Mais pour Ali Bensaad, professeur à l’Institut de géographie de Paris, ces influenceurs «ne sont pas des opposants» au régime. «Ce sont des porte-voix de différentes factions du pouvoir, ils monnayent leurs services», estime-t-il, évoquant les luttes internes entre présidence, armée et services de renseignement.

«Il (Amir DZ) n’a jamais tenté de faire de l’analyse politique. Il balance des choses brutes, des invectives. Ce sont des petits secrets croustillants du sérail. Mariés avec la politique, dans une société en défiance totale vis-à-vis du régime et sous une chape de plomb, le succès est assuré», explique-t-il, soulignant que les informations diffusées ne peuvent être obtenues sans connexions dans les plus hautes sphères.

Amir DZ affirme être «indépendant», sans lien avec aucun «mouvement ni groupe politique», et vivre «des revenus de YouTube, Facebook, TikTok».

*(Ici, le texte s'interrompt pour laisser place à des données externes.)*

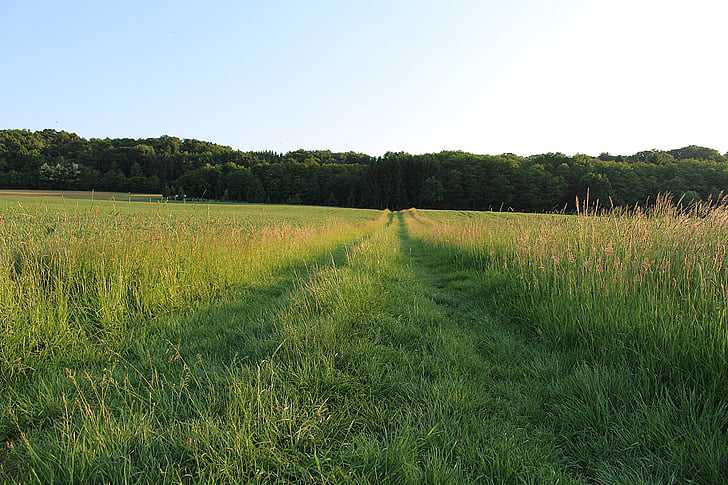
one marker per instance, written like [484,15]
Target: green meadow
[148,342]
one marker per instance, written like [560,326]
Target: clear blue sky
[372,76]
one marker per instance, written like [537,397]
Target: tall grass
[70,279]
[647,286]
[636,302]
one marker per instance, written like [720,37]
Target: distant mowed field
[151,342]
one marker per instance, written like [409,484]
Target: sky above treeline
[373,76]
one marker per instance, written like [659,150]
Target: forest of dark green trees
[192,169]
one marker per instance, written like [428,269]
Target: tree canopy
[175,167]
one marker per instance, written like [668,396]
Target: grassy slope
[383,361]
[374,368]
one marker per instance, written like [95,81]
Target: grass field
[169,343]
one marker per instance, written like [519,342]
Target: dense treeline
[179,168]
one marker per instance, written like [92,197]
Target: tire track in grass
[508,375]
[48,423]
[395,385]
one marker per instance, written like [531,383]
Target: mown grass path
[380,361]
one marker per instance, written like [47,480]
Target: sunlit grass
[74,275]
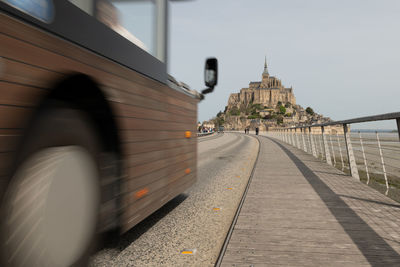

Pour Ali Bensaad, l’enlèvement d’Amir DZ, à quelques mois de la présidentielle de septembre 2024, ressemble à une opération d’intimidation entre rivaux au sein du pouvoir algérien.

«Cela faisait partie d’une stratégie pour faire taire ceux qui discréditaient la candidature de Tebboune. C’était aussi un moyen de pression sur ses “patrons”, pas tant sur les influenceurs eux-mêmes que sur les factions qui les utilisent et qui s’opposaient à sa reconduction.»